Народу кругом было до смешного мало, да и из тех, кто попадался на пути, никто не обращал на него никакого внимания.
* * *
Попутчик Клайду достался вполне подходящий: за весь период стартового разгона и после – до того момента, когда подали обед, – он не произнес больше полудюжины слов. Заправив за отворот мундира белоснежную салфетку, он добавил еще два – пожелал Клайду приятного аппетита. Все это время Клайд, стараясь не слишком выдавать этого своим видом, напряженно дожидался очередной сводки планетарных «Новостей». «Новости» начались одновременно с обедом, которому по логике вещей надлежало быть скорее поздним ужином, но в полете на борту лайнера действовало Универсальное Время, и плевать было экипажу на то, рассвет там или закат состоялся только что на поверхности очередного из сменяющих друг друга вечно иллюзорных миров. Реальна была только Траектория. Клайда интересовали даже не свежие новости о поисках Камня – нет, тут он был достаточно уверен в том, что сработал чисто, – его интересовали в основном две другие стороны сложившейся ситуации: во-первых – что же за чертовщина приключилась все-таки вчера с ним и Мелканяном, а во-вторых – не подставили ли, часом, еще кого из задействованных в операции ребят. За все хлопотное утро он так и не имел возможности выслушать новости в подробностях. Ответ на первый свой вопрос он получил после десятка минут терпеливого выслушивания уже порядком опостылевших дикторам сведений о пропавшей достопримечательности и разных политических бредней. Он – ответ этот – его добил. Выпотрошенный сейф «Джевелри трэйдс» означал крах всех его финансовых планов. А еще он означал, вкупе с попыткой подставить его там, на Гранд-Театрал, и прикончить здесь – прямо в здании Космотерминала, что охота на него идет всерьез. Проклятый жулик ловко разыграл их всех.

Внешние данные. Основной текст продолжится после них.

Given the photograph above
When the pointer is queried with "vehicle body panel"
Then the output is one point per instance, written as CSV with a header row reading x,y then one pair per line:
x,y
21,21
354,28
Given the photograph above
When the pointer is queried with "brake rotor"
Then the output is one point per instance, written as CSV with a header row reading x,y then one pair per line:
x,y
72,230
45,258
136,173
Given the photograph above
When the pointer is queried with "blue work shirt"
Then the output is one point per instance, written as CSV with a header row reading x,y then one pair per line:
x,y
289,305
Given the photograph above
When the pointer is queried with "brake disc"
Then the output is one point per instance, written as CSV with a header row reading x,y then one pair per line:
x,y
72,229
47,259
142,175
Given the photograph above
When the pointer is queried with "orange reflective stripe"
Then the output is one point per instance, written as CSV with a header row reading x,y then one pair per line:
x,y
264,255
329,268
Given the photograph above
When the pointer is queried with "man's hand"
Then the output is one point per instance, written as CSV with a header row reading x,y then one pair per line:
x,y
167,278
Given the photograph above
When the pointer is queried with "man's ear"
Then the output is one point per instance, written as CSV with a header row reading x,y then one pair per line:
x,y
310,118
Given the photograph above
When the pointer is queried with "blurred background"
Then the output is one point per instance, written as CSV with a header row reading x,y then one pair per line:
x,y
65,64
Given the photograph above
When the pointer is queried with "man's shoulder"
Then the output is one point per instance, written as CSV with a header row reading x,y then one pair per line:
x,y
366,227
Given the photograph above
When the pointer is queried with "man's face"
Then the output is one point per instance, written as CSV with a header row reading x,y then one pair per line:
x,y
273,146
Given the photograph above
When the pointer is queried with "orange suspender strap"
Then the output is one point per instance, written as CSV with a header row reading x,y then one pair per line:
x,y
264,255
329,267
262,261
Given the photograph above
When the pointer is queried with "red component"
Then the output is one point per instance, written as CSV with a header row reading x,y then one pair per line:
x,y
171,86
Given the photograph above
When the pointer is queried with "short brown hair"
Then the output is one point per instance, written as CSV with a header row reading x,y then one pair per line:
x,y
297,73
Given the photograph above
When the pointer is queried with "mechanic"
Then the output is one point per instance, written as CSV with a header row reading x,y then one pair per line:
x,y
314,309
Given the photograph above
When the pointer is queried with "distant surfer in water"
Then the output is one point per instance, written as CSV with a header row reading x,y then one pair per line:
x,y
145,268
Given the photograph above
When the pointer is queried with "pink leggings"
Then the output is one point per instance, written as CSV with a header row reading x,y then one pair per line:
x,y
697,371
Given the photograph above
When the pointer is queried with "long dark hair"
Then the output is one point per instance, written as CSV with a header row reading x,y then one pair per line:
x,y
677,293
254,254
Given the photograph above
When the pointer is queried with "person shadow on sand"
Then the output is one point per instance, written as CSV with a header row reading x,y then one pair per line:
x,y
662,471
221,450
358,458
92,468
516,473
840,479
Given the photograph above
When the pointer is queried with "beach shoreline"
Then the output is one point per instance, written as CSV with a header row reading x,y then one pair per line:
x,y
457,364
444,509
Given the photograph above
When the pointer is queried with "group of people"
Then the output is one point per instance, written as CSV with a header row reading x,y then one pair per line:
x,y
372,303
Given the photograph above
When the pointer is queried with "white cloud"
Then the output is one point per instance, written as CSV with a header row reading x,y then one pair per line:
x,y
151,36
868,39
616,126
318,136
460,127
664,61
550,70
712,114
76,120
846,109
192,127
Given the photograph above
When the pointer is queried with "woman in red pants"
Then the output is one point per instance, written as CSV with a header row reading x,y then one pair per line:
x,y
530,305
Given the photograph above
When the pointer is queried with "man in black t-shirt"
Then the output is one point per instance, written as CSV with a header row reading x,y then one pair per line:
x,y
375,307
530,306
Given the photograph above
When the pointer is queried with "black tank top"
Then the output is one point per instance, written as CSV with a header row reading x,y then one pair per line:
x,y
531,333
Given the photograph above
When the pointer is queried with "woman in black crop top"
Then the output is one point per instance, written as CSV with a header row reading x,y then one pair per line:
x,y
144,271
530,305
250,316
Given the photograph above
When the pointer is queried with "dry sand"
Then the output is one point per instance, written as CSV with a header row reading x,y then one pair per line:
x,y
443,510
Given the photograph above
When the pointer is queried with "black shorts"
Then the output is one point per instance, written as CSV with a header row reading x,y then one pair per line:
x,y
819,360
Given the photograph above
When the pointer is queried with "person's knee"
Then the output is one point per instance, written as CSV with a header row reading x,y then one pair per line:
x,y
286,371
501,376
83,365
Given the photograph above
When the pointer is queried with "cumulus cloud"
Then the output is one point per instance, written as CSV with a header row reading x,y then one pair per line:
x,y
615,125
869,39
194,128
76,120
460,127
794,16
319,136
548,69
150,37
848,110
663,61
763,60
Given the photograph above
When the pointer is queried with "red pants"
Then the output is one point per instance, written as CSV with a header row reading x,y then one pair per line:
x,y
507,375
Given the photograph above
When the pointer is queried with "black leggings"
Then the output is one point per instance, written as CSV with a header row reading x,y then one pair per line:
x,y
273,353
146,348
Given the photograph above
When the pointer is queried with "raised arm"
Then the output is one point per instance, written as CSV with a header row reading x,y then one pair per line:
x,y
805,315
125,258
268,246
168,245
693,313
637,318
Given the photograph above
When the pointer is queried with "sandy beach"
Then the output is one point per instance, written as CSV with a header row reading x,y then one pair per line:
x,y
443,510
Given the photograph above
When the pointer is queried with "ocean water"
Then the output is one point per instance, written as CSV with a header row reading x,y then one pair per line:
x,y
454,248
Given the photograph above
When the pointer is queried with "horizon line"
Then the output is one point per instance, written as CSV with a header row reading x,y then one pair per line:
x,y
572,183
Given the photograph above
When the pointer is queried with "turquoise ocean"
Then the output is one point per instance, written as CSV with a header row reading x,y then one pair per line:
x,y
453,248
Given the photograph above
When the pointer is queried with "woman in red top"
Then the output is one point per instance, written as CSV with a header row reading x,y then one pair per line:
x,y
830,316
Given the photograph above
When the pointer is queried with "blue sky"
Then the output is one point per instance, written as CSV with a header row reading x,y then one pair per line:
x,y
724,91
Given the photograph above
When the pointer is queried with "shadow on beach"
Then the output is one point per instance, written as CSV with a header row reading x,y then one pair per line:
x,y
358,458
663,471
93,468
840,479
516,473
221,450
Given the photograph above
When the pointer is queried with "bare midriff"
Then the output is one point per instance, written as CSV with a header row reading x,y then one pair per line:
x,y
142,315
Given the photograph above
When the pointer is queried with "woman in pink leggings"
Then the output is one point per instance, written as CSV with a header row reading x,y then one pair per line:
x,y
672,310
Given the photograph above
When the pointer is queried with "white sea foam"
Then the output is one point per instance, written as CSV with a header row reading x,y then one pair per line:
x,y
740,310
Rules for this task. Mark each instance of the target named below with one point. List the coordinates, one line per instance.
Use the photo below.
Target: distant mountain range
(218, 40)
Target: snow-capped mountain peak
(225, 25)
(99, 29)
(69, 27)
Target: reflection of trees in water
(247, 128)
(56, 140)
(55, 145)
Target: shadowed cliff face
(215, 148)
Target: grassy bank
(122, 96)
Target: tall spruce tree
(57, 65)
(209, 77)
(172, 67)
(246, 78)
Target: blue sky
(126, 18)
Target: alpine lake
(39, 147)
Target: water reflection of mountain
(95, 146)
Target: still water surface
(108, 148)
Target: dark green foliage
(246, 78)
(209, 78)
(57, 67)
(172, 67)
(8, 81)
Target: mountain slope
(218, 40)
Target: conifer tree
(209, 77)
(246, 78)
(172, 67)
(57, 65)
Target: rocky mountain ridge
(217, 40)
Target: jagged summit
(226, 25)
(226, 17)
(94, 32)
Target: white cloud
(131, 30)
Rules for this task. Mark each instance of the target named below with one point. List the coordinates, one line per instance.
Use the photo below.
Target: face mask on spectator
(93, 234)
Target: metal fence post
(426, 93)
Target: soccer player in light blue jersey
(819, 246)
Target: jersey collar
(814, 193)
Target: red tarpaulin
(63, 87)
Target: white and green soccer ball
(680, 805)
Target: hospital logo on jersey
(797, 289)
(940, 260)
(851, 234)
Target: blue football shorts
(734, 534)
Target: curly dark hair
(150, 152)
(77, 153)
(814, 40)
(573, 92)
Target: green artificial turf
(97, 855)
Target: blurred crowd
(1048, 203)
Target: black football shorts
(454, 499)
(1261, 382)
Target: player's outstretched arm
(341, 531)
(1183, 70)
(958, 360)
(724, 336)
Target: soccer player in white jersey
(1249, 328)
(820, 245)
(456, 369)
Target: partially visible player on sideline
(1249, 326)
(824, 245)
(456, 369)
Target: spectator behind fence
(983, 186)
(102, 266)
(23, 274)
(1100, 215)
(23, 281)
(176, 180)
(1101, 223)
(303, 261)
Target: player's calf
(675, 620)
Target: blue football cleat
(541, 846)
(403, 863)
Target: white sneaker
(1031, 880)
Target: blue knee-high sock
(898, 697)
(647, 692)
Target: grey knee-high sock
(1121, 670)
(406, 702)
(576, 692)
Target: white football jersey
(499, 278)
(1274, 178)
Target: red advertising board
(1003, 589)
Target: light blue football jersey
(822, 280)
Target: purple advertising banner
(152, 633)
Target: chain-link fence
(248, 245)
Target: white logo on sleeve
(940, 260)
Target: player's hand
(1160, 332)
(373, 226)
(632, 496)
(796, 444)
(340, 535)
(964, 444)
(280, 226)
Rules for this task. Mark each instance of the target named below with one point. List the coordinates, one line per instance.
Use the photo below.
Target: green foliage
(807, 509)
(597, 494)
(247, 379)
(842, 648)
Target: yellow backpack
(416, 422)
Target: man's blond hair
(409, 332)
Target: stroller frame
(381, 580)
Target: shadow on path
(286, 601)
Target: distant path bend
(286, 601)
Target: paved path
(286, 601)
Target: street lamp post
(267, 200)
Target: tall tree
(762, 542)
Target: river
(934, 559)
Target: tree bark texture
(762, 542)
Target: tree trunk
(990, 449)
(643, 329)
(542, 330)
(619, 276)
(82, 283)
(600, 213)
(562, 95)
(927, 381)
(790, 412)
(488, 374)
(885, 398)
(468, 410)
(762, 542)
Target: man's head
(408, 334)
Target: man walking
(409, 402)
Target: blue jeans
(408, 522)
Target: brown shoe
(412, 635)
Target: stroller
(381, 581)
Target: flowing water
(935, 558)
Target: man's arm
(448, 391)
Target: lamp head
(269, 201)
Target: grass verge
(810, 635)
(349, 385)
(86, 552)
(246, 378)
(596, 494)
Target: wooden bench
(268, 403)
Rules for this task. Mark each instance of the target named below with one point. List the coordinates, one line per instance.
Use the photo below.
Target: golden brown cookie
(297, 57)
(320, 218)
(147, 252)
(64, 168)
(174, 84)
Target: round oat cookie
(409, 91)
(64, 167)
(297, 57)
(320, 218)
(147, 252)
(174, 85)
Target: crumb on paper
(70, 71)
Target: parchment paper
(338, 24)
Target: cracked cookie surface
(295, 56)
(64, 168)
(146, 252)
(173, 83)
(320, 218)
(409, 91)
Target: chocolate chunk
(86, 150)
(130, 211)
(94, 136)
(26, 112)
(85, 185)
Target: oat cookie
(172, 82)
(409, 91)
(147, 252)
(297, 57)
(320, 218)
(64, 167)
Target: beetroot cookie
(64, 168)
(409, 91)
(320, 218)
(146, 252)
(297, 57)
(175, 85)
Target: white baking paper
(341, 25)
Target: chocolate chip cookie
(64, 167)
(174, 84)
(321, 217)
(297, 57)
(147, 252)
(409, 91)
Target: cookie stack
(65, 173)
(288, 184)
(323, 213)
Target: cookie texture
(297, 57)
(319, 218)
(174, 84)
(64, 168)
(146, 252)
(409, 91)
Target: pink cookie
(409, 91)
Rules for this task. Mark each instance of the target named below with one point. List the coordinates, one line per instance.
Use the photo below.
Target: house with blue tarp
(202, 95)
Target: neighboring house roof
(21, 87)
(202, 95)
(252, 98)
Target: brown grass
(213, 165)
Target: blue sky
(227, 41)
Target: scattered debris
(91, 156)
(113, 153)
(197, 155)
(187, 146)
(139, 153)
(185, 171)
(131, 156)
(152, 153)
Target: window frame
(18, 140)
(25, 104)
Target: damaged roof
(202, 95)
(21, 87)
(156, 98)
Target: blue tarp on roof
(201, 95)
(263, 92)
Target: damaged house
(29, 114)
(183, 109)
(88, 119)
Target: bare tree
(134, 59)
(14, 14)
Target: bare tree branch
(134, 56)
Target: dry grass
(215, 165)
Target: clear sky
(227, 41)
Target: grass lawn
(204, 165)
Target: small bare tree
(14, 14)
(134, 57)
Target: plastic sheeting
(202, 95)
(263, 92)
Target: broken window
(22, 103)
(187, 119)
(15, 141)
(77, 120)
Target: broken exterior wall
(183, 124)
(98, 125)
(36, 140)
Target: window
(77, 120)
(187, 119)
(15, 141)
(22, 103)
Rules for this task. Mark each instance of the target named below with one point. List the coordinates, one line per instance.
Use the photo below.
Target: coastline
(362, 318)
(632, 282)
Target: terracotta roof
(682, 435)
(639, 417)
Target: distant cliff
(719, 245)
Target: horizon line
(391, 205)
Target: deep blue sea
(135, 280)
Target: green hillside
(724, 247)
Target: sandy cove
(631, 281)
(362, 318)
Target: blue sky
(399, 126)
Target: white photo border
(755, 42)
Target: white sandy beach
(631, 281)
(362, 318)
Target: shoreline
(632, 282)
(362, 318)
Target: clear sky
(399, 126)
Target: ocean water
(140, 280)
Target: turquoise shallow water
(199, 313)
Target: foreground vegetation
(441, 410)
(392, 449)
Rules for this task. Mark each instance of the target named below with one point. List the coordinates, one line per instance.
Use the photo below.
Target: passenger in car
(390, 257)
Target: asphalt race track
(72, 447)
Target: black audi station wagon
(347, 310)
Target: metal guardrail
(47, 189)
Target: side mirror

В случае обычного ограбления это просто означало бы, что надо смываться. И Клайд смылся бы. Нет, он не был человеком робкого десятка. Он просто реально оценивал соотношение сил. В конце концов, ребята получили неплохой гонорар. Но он-то работал за долю в добыче. И знал, что идет на риск гораздо выше среднего. И Большая Затея была для него единственным способом выйти из замкнутого круга, по которому Клайду приходилось двигаться с тех пор, как он помнил себя. Из которого он поклялся выйти, чего бы это ни стоило.
Ему или другим.
За той клятвой, которую он как-то раз дал себе, сидя на узких нарах десантного транспортника, уносившего его к стылым, сочащимся радиацией степям Таунсенда-3, – никогда больше не работать ни на Жестянщика, ни на правительство и вообще ни на кого, кроме себя самого, – стояла, собственно говоря, вся его жизнь: долгая и такая короткая дорожка, протянувшаяся от детства в Приюте Спасения на Френч-Пойнт и полукриминальной юности – учеба в Колледже Трех Искусств стоила недешево, а он всерьез полагал, что из него выйдет неплохой артист и продюсер, – через нищенские заработки в трех или четырех окраинных мирах рухнувшей Империи, через жестокую школу «империи» Жестянщика, через отсидку на Бета-Флоре-6 – тоже неплохой школе, переведшей его в ранг «своих» среди нужного круга людей Периферии, туда – на нары десантного судна класса АТ-22, тянущего груз пушечного мяса для чего-то там не поделивших друг с другом поселенцев далекого, дьявольски холодного мира... За той клятвой стояла еще смерть друзей и потеря единственной женщины, которую он любил. В общем-то и потеря себя самого.
И вот сейчас Бонифаций – хотел он того или не хотел – запрещенным приемом ударил его в самое больное место. Это должно было дорого обойтись старому джентльмену.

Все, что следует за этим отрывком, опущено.